Abstract
Achieving universal and equitable water service provision by 2030 represents a key priority in the international policy agenda. However, meeting this target seems yet out of reach.
In 2015, 2.1 billion people lacked safely managed drinking water services globally and 844 million people did not have basic drinking water services (WHO/UNICEF, 2017). Around a million handpumps in rural Africa provide water to approximately 200 million rural Africans but break frequently, wasting billions of dollars of investment (Baumann, 2009; Baumann and Furey, 2013) and forcing the poor to regularly use more distant and often dirty water sources. Recent estimates show that one in four handpumps in sub-Saharan Africa is non-functional (Foster et al., 2019) and this poses serious risks to water security.
To reduce this risk novel professional maintenance models for rural water infrastructure are spreading across Africa. Intuitively, these maintenance models ``insure'' the handpump and protect communities against pump malfunctioning and the corresponding water insecurity.
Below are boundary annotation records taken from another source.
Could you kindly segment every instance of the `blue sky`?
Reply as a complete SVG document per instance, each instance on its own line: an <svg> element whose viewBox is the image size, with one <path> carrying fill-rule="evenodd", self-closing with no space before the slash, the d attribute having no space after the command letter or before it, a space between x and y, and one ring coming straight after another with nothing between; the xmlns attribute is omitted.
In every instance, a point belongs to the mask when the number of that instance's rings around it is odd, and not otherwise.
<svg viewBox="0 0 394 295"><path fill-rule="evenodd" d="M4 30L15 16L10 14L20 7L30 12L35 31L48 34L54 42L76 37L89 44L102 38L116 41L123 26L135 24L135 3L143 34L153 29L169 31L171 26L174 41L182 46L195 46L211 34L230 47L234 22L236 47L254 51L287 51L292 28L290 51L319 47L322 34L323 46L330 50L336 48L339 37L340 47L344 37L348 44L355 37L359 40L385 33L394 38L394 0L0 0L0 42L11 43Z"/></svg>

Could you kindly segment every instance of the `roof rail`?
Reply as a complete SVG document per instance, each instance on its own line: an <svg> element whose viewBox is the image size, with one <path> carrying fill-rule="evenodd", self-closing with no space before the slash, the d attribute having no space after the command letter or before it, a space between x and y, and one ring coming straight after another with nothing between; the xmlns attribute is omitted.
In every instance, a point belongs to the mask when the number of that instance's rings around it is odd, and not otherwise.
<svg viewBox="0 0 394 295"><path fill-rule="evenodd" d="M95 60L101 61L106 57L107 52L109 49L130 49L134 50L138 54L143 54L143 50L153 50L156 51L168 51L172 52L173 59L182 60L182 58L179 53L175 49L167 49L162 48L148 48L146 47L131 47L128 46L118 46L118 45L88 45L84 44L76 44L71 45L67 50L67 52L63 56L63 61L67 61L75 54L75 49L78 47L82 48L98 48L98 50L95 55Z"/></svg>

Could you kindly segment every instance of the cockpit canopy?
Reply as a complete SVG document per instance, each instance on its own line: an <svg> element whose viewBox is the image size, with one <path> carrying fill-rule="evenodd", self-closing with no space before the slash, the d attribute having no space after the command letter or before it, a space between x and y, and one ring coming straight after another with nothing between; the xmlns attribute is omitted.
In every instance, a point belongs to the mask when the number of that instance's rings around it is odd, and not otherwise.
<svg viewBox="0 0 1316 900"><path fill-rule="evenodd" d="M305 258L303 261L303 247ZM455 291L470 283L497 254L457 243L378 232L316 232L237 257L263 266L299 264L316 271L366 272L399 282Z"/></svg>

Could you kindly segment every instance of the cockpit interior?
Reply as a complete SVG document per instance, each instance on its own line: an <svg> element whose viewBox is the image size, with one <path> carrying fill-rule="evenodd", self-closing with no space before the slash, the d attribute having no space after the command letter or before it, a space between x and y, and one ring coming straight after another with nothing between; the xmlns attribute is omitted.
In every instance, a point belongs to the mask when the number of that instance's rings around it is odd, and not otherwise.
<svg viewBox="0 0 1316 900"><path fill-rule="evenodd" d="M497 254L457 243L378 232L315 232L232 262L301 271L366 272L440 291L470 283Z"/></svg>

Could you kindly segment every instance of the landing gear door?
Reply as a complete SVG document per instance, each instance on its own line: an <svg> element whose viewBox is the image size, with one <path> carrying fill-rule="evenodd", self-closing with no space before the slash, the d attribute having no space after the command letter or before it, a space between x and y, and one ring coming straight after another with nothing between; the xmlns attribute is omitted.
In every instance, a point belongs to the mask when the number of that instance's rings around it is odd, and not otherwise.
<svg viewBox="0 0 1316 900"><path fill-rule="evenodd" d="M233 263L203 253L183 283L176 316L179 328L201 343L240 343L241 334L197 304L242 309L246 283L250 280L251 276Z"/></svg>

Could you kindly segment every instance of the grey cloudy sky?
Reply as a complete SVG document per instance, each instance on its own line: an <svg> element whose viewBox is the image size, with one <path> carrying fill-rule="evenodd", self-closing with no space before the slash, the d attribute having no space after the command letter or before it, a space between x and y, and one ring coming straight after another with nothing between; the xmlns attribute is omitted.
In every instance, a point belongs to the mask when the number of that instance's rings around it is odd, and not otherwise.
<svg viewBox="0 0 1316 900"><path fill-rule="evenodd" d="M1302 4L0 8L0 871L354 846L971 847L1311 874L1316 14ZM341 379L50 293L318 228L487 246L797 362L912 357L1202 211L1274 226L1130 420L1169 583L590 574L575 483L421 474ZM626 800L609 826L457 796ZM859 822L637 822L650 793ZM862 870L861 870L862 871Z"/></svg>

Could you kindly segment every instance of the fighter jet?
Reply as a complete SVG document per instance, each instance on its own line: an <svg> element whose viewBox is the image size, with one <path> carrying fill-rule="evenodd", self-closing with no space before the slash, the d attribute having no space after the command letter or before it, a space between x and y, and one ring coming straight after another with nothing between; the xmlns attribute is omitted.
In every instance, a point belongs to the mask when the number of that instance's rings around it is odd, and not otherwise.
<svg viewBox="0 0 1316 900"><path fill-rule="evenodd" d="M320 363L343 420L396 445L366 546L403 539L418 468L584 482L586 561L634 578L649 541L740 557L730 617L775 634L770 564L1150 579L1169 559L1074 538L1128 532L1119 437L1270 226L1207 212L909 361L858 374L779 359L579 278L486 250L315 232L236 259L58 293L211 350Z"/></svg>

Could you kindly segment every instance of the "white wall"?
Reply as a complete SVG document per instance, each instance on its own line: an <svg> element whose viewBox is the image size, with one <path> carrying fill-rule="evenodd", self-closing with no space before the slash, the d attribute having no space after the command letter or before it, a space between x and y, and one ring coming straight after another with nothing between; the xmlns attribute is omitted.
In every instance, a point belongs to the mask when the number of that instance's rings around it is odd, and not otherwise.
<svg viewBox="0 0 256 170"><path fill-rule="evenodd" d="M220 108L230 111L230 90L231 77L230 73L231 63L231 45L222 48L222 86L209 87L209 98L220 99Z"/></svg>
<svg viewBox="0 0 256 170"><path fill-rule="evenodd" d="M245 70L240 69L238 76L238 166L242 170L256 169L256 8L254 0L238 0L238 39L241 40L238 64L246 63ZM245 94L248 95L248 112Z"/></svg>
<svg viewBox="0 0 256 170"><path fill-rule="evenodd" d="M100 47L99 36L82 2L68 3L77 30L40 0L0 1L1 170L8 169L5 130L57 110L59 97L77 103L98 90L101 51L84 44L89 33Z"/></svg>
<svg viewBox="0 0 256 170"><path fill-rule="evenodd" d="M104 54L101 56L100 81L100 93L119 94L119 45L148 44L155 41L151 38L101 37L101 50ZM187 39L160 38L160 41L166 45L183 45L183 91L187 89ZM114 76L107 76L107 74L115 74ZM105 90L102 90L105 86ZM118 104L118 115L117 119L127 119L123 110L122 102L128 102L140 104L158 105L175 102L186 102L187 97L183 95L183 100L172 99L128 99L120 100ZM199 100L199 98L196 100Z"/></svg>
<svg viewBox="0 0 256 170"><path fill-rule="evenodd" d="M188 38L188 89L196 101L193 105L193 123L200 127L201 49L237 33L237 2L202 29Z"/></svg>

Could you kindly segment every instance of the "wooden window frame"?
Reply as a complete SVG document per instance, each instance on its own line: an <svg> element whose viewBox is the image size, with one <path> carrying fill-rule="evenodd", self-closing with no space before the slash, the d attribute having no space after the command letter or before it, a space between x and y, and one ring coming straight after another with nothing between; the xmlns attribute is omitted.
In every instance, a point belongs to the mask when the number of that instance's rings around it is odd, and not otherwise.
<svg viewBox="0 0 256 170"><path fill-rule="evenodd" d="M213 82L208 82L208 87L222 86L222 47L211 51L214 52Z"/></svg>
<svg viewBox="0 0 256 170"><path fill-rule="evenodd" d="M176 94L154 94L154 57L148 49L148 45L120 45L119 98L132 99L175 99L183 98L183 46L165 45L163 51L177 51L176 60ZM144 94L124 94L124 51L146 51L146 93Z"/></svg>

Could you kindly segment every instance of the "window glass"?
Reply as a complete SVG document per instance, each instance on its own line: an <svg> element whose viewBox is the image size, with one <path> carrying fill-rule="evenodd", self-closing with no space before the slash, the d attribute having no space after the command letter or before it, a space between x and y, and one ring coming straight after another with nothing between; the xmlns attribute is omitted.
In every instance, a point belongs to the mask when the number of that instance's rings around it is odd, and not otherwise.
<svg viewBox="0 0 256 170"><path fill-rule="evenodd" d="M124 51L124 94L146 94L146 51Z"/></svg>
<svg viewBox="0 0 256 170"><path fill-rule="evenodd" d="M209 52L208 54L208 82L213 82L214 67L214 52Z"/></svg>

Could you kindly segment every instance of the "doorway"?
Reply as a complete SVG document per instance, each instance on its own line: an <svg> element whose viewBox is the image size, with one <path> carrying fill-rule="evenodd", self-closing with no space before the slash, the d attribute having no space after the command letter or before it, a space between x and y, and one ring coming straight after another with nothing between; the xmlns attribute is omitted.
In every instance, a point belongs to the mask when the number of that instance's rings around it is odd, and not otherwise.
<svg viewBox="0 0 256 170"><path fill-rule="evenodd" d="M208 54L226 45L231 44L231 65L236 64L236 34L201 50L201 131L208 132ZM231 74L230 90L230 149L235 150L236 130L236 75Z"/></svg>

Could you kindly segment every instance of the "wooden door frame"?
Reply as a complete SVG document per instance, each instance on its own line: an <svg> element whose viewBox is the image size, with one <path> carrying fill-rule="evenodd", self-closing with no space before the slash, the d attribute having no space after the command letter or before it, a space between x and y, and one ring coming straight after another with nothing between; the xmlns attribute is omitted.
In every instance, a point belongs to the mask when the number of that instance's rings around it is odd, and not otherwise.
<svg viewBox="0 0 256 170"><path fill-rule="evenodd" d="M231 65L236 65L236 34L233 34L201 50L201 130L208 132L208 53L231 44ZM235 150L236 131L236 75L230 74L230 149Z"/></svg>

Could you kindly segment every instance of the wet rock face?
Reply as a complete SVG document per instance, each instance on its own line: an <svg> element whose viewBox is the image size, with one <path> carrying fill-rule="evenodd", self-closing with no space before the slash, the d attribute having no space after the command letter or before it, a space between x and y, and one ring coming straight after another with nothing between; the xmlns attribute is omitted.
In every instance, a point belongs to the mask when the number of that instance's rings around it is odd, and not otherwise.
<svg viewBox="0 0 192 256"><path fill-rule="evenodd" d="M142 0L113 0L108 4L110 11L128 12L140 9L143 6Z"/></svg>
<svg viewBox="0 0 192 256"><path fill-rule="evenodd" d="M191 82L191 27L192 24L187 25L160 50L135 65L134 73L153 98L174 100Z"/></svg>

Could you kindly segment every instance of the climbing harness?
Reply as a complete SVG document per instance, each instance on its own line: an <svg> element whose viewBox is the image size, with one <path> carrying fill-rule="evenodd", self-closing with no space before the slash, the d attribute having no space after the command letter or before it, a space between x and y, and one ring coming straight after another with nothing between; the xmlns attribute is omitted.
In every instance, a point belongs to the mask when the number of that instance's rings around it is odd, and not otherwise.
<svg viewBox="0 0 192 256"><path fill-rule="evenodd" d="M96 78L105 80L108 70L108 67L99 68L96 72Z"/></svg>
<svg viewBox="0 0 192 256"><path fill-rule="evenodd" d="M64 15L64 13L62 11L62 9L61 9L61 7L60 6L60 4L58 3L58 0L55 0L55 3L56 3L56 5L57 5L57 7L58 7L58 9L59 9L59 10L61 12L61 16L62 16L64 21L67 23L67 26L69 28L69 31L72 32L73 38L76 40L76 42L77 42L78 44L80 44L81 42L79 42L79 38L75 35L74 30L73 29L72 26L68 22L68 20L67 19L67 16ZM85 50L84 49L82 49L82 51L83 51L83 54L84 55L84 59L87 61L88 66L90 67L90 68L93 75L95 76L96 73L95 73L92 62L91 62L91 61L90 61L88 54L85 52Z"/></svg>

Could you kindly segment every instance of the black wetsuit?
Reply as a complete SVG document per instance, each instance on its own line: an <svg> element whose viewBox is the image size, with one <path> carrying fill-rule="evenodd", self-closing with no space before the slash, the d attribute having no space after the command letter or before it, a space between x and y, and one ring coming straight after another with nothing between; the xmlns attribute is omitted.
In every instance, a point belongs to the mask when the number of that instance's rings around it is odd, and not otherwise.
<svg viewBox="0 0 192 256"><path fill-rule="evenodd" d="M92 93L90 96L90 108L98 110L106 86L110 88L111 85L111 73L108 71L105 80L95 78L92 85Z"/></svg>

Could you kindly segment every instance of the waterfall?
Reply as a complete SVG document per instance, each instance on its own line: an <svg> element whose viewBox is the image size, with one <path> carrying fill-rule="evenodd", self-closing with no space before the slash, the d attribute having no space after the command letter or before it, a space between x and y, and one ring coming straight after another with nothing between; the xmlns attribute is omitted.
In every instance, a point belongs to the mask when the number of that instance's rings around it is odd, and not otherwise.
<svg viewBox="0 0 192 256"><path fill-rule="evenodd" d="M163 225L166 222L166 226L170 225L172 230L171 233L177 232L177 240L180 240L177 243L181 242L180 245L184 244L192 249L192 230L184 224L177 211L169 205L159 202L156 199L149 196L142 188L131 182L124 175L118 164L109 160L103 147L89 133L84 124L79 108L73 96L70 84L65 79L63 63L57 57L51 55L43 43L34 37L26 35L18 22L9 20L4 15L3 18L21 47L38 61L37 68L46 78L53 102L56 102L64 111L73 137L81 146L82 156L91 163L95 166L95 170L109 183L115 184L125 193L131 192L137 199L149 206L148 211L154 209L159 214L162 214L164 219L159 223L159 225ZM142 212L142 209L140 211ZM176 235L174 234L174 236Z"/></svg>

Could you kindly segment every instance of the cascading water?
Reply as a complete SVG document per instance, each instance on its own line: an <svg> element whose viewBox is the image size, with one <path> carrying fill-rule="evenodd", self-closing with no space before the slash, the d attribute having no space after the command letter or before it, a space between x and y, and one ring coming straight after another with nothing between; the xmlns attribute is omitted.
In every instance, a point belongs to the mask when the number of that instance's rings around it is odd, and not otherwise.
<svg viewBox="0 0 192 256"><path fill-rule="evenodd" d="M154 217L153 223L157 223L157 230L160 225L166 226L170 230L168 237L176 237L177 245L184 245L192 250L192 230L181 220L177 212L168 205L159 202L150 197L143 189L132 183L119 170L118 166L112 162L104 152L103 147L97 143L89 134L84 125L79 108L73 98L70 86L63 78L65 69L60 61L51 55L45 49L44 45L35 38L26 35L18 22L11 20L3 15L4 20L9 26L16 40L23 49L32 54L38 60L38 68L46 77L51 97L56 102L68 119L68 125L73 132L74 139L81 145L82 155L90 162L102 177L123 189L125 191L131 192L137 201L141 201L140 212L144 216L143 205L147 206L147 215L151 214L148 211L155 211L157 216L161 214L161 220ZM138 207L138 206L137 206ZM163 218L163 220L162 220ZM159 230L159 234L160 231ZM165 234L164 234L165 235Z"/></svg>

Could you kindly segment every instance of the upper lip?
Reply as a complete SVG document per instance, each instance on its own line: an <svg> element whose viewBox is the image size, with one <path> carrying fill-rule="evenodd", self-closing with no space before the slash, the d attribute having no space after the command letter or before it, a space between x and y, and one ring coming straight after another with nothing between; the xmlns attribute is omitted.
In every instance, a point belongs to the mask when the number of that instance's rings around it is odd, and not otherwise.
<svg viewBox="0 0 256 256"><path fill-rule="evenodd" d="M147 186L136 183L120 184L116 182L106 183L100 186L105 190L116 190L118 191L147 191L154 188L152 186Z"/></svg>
Practically, subscribing to these maintenance schemes entails that communities sign an annual contract and make regular monthly payments to the service provider to be guaranteed an effective and prompt repair and thus enjoy uninterrupted clean water provision.
Given that water supply in rural Africa tends to be a community affair, water users are required to cooperate and invest part of their private money to be able to pay the premium and insure the pump against its breakage. Herein lies the dilemma: the subscription to the professional maintenance service relies on voluntary contributions from water-users, which are beneficial for the group, but this comes at a cost for single individuals who could have chosen to invest elsewhere. Moreover, failing to collect the needed amount of money to subscribe to the maintenance service is likely to result in water insecurity for the entire community.
Will water-users reach a collective agreement to ``insure'' the handpump through individual contributions when everybody would suffer severe consequences from the handpump break down if the community did fail to cooperate?
We designed what we call a "the water-risk game", a one-shot public good game with threshold. Each subject in our experiment will face the same tradeoff: the more she invests into the collective good, the higher the probability that the threshold is reached and water security will be enjoyed by all members of the community, but this comes at the expenses of her private money which she is guaranteed to receive at the end of the game if the target sum has been reached. Conversely, failing to reach the target sum implies that each individual will preserve their private money but the collective faces risks. Our intervention consists in manipulating the probability with which the collective risks water security.
The main outcome variable we aim to capture is the group-wide contribution level and thus the share of groups who fail to meet the target, resulting from different risk levels of water insecurity. We expect the percentage of groups failing to meet the threshold to decrease with the probability of losing water security. Equivalently, group contributions are supposed to increase as exposure to risk increases.
We will analyse the dynamics of this outcome across treatments and between groups who have already subscribed to a pump maintenance scheme and those who have not.
We will also register individual outcomes. Specifically, by means of their individual contributions we will be able to identify in each group altruists, fair sharers and free-riders.
Our main objective is to study whether uncertainty in water security represents a key reason why communities in Africa fail to cooperate and subscribe to new maintenance service models.
Aside from a simple treatment comparison across arms, our analysis will distinguish between insured and not insured handpumps and analyse the key reasons behind the community choice. Additionally, we will be able to gain a more nuanced understanding of the observed variation in contribution patterns thanks to data that we will collect by means of a survey instrument which we will administer upon completion of the experimental procedure.